Per ora mi sono soffermato solo sul versetto indicato da Achille ma non sull'inno di Colossesi: anche per quanto riguarda l'inno di Colossesi infatti esiste tutta una problematica relativa al suo "setting": in sostanza si dovrebbe capire se i riferimenti siano protologici o escatologici.
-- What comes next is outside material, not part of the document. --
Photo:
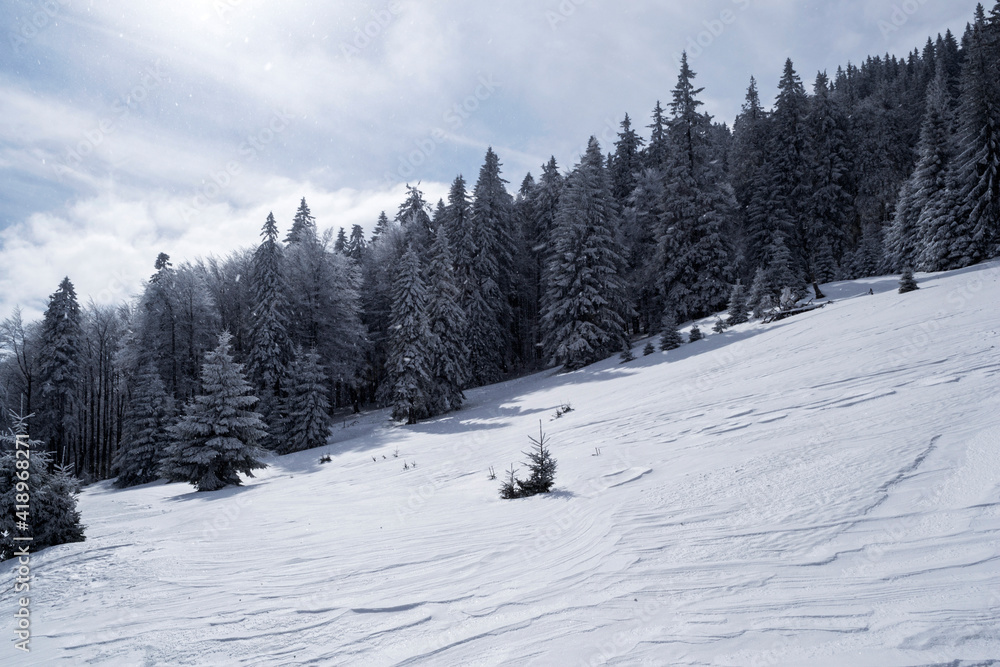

Quindi il fatto che in Cristo abiti tutta "la pienezza della Deità corporalmente" vorrebbe dire semplicemente che la presenza di Dio Padre era in Gesù? (attenzione che la parola "padre" in colossesi non c'è) Una specie di attestazione che Dio era in lui? E fin dove possiamo spingerci nel dire che questa presenza deifica il figlio? Se anche i suoi discepoli avranno il pleroma di Dio saranno anche essi deificati? Ritorna il concetto della deificazione dell'uomo tanto cara agli ortodossi? È vero che tutto questo ricorda lo gnosticismo e sono sempre più convinto che entrambi gli inni fossero stati composti proprio da loro, ma questo per ora è irrilevante.